Plans to create a museum to celebrate the history of the European Union were hit by controversy this week, amid soaring costs and claims from Eurosceptic MEPs that the project is beset by conflicts of interest. Parliamentarians yesterday (6 April) gave their green light to fund the institution provided that running costs are reduced and a proper business plan drawn up.
The 'House of European History', the brainchild of former European Parliament President Hans-Gert Pöttering, is expected to open its doors to the public in 2014.
But work on the project is yet to begin and controversy has surrounded it since its inception, with MEPs repeatedly rowing over its exact purpose and total cost.

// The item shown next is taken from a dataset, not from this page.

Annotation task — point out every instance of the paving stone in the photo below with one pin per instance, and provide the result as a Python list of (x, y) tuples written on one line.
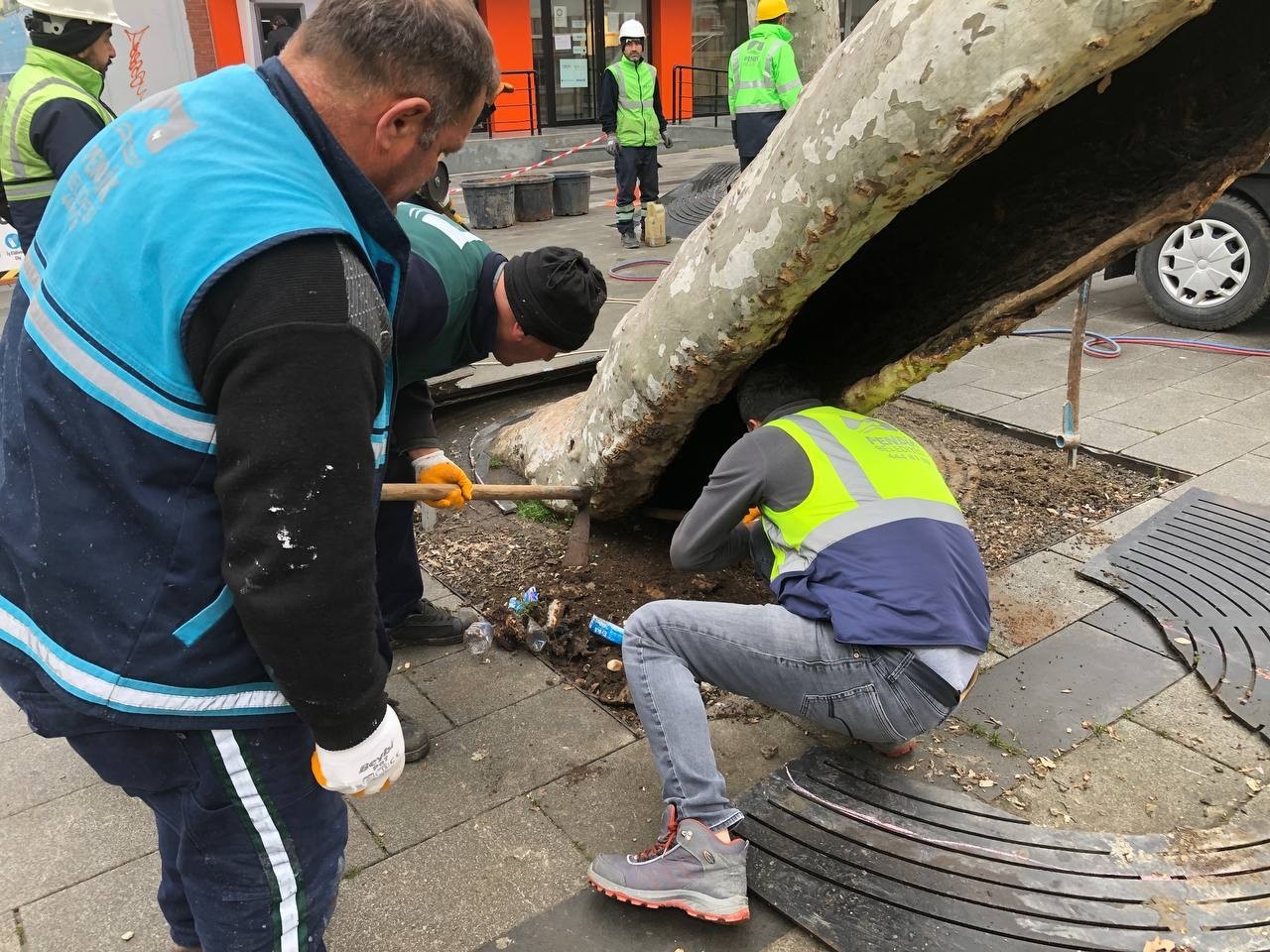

The museum – identified as "an essential part of the Parliament's information and communication strategy" – will focus on "the political, economic and social history of Europe and of European integration – including its background and achievements – from a European, and not a purely national, perspective," according to a funding request seen by EURACTIV.

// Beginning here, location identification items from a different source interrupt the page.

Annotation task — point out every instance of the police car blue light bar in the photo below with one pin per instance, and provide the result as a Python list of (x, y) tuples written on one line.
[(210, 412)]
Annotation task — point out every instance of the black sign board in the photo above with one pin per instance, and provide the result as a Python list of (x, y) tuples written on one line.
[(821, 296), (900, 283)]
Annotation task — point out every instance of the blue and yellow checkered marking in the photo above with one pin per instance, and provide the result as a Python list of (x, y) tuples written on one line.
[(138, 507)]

Renovating and fitting out the Eastman Building in Brussels, earmarked to house the museum, will cost 52.4 million euros, the document reveals, while once open to the public the project will cost around 13.5 million euros per year to run.
Meanwhile, total cost estimates for the museum have more than doubled to almost 156 million euros before work has begun, according to the Daily Telegraph.
Estimates of initial costs, which relate to leasing premises to house the museum, carrying out renovations and starting the exhibition, have risen to 129 million euros from an earlier prediction of 58 million, the newspaper calculates.
Estimated running costs of 13.5 million euros per year are around 80% higher than originally foreseen, the Telegraph claims.
Parliament spokespeople contacted by EURACTIV said the Telegraph figures were wrong and "based on a misreading of the budget documents". "There is no increase in the projected costs of the museum," an official said, adding that the figures in the funding request "are already out of date and the eventual cost will be lower".
MEPs demand cost reductions, business plan
Parliamentarians yesterday demanded that a detailed business plan be drawn up – setting out "the long-term business strategy of the House of European History" – before any agreement to provide funding in full.
They were voting on a sensitive report drafted by Portuguese centre-right MEP José Manuel Fernandes detailing the European Parliament's estimated budget for 2012. The report was adopted by a majority of 479 votes to 176 amid 23 abstentions.
Having "taken note" of the estimated total costs related to the House of European History, MEPs yesterday backed an amended version of the Fernandes report asking Parliament chiefs "to reduce the estimated running costs" of the museum.
They also requested, "in order to maintain a transparent and fruitful dialogue with the parties involved – to be presented with a business plan setting out the long-term business strategy of the House of European History" and demanded "to be informed as soon as possible on the building project".
Pending receipt of the business plan the Parliament plenary agreed to create an initial reserve of two million euros to move the project forward. The budget committee had originally requested 2.5 million.
Bid to postpone vote failed
Eurosceptics from the United Kingdom Independence Party (UKIP) had tried in vain to postpone until May yesterday's plenary vote giving the green light to building the museum amid claims of conflict of interest.
French MEP Alain Lamassoure (EPP), chair of the Parliament's budget committee, which gave the project the green light, sits on the history museum's Board of Trustees.
"It is bad enough that this ill-conceived, pointless and ludicrously expensive project is even being allowed to see the light of day in the first place," said UKIP MEP Marta Andreasen.
"But […] worst of all […] the chairman of the committee responsible for giving the go-ahead to the House of European History sits on its Board of Trustees, whether or not the post is remunerated," she declared.
"This is a massive conflict of interest [which] in any other parliament […] would not be tolerated. The outcry from the public and media alike would be overwhelming," Andreasen claimed.
Conflict-of-interest allegations refuted
Lamassoure himself categorically rejected UKIP's objections to his role.
"There are differences of opinion between political groups. But I cannot allow […] Andreasen […] to say […] that there's a conflict of interest" between the position of budget committee chair and board member of the House of European History, he said.
"I am not there [on the Board of Trustees] as an individual. I am there ex officio as chairman of the budget committee in order to represent it on that body," Lamassoure said.
Indeed, other parliamentary committee chairs also sit on the museum's board fulfilling similar roles, including culture committee chair Doris Pack MEP (EPP; Germany).
"Frankly, if you hear words such as ‘conflict of interest' uttered in such circumstances, I believe it doesn't reflect the facts of the matter," Lamassoure declared.
The House of European History will reportedly only cover events after 1946 after MEPs were unable to agree on how to address the events of the Second World War.
The museum will instead emphasise "the roots of common European values," the planning document states.